Vivía a una veintena de cuadras, pero siempre aprovechaba la posibilidad que le ofrecía su uniforme de viajar gratis en colectivo para ahorrarle a su cuerpo tiempo y marcha.

Esta vez, prefirió caminar y regalarle bocanadas de oxígeno a sus agitados pulmones. Al poco tiempo de la recorrida, se detuvo frente a una obra abandonada de cuyo frente emergían descoloridos y oxidados afiches de la campaña electoral de 1963.
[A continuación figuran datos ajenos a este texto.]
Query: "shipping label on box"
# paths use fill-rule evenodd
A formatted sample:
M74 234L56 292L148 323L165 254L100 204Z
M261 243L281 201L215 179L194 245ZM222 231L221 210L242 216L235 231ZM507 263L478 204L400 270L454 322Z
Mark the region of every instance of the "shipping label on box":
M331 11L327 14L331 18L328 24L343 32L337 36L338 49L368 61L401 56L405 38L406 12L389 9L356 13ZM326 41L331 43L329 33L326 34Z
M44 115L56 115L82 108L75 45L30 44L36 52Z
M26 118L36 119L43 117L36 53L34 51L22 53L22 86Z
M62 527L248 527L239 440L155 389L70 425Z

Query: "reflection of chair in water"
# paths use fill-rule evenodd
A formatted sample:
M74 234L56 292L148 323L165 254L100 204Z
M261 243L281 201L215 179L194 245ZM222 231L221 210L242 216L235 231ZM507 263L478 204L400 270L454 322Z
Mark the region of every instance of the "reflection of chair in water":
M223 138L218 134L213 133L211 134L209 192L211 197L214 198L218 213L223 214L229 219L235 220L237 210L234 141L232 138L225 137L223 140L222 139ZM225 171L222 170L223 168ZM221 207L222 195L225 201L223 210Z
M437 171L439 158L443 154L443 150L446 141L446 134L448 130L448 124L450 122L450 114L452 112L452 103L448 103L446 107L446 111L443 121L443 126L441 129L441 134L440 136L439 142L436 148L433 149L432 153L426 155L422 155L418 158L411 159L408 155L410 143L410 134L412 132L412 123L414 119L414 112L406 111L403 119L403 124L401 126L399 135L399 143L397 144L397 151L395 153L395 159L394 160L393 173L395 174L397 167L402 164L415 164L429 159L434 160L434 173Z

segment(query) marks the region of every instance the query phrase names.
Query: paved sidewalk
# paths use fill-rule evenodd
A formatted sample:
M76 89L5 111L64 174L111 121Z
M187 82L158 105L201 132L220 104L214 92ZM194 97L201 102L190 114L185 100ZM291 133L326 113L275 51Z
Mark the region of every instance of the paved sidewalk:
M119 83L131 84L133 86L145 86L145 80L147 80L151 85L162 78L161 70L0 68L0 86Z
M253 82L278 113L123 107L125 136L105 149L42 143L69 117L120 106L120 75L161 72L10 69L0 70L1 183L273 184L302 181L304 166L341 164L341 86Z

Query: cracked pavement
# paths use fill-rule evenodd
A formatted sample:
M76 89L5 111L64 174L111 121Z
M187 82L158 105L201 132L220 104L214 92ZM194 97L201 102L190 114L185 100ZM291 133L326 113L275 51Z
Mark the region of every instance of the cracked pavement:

“Illia le da una mano limpia, dele la suya”, decía la pancarta en cuyo centro –como no podía ser de otra manera– sobresalía la foto de una gran mano. Estos políticos siempre con el mismo cuento. “Primero te piden la mano y luego te meten la suya en el bolsillo”, masculló.

A su lado, un cartel más pequeño rezaba: “Yo le pongo el hombro al país, voto por Illia-Perette. Paz, Concordia, Seguridad. U.C.R.P.”. “Linda paz nos ofrece, si mañana mismo debo poner el hombro bajo un fusil”.

Sus reflexiones lo convencían cada vez más del rol histórico que le había caído en gracia desempeñar. Pensó en gritarlo a voces, convencido de que todo el mundo correría a idolatrarlo en su carácter de salvador de la nación; lo llevarían en andas hasta su casa, le ofrecerían el más suculento de los manjares, lo arroparían con sedas y lo acostarían entre cobijas y almohadas de plumas hasta el nuevo día.

Fue inmenso el esfuerzo para acallar los sones de su prematura gloria; pero había juramentado silencio absoluto hasta las cinco de la mañana del día siguiente.

–Así lo haré comisario, ¡por mi honor de policía y de patriota!

Luego de abrevar en este oasis de sórdida democracia, Benjamín imprimió un ritmo de marcha forzosa que le memoró las corridas desde la terminal del colectivo 60, en Constitución, hasta lo de Alicia, una noviecita que gozaba del privilegio de quedarse sola en su casa desde el anochecer del viernes hasta el despertar del lunes, cuando su madre regresaba de la visita que efectuaba cada fin de semana a su hermana de José León Suárez. ¡Qué lástima que se terminó, con lo bien que se movía en la cama!

Con la mente puesta en sus noches de viril desenfreno, se encontró frente al sólido portón de su casa, sin siquiera conocer en qué momento había extraído del bolsillo trasero la llave que abrillantaba su mano.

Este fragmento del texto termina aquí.